The very first student essay I ever graded was for a course in Russian history. The student chose to write on Russian attitudes to private property - not an easy topic. I was impressed!
But in his very first paragraph, I came to this sentence: "In fact, Russians never had real experience with private property."
Hmmm... Well... not true. To be sure, Russian peasants traditionally held land through a communal unit known as the mir. But city folk owned houses and factories and taverns and workshops...the aristocracy owned great bit whopping private estates (plus, until emancipation, all the serfs that went with the estates)... and before the revolution some peasants were beginning to hold land privately too.
But forget Russia. (For now, I mean, not forever of course. Because that's one super-big country with a super-big role in world affairs.)
The point is: there's no doubt this student had been kind of/sort of paying attention in class. He understood there was something interesting and different about private property in Russia, and he was on the right track in trying to talk about it.
If only he hadn't gone for that phrase, "In fact," he might have found his way toward a decent paper.
But a few paragraphs later came "In point of fact"...followed by an assertion that was not quite factual at all.
Then, the conclusion: an argument as to how "these various facts" helped to "explain the fact that..."
Let's not even go there. By that point, facts-wise at least, things had really gone off the rails.
I kept a copy of that paper for several years, but I used it to teach about writing, not about Russian history.
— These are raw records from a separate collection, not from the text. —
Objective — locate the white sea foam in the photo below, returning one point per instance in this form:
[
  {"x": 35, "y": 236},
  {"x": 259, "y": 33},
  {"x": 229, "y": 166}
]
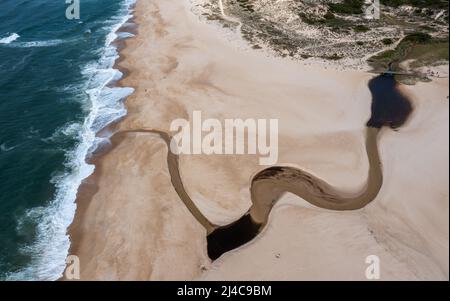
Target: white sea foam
[
  {"x": 105, "y": 105},
  {"x": 9, "y": 39},
  {"x": 46, "y": 43}
]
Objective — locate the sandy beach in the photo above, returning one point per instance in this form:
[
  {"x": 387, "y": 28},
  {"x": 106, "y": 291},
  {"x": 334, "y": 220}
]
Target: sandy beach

It was a great illustration of why you need to be careful with facts; why you need to think about the limits to every fact, the contexts in which they may be more or less true, or the qualifications that can make them more precise and more persuasive. One good rule of thumb is to stop and question things a little whenever you find yourself writing:
The simple fact...
In point of fact...
As a matter of fact...
Or etc. Because, let's be honest, more than anything those phrases act like little flags that the facts may actually be a little wobbly or incomplete.
The essay I graded started with this line somewhere in the first paragraph:
"In fact, Russians never had real experience with private property."
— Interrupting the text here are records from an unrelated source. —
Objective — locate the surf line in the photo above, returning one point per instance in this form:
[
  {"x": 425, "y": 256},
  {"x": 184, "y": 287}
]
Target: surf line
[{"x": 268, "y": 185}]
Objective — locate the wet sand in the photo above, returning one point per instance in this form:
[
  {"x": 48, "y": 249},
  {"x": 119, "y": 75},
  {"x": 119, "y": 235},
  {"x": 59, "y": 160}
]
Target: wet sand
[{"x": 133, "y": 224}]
If only the writer had thought a moment about how airtight that "fact" really was, he might have written something more like:
"Private property was not as robust an institution in pre-revolutionary Russia as it was in Western Europe at the time. For instance, peasants traditionally held land through the communal mir..."
And if he'd gone on in that vein, the first grade I ever assigned to a student essay may well have been a very sweet A. Sadly, in fact, it was not.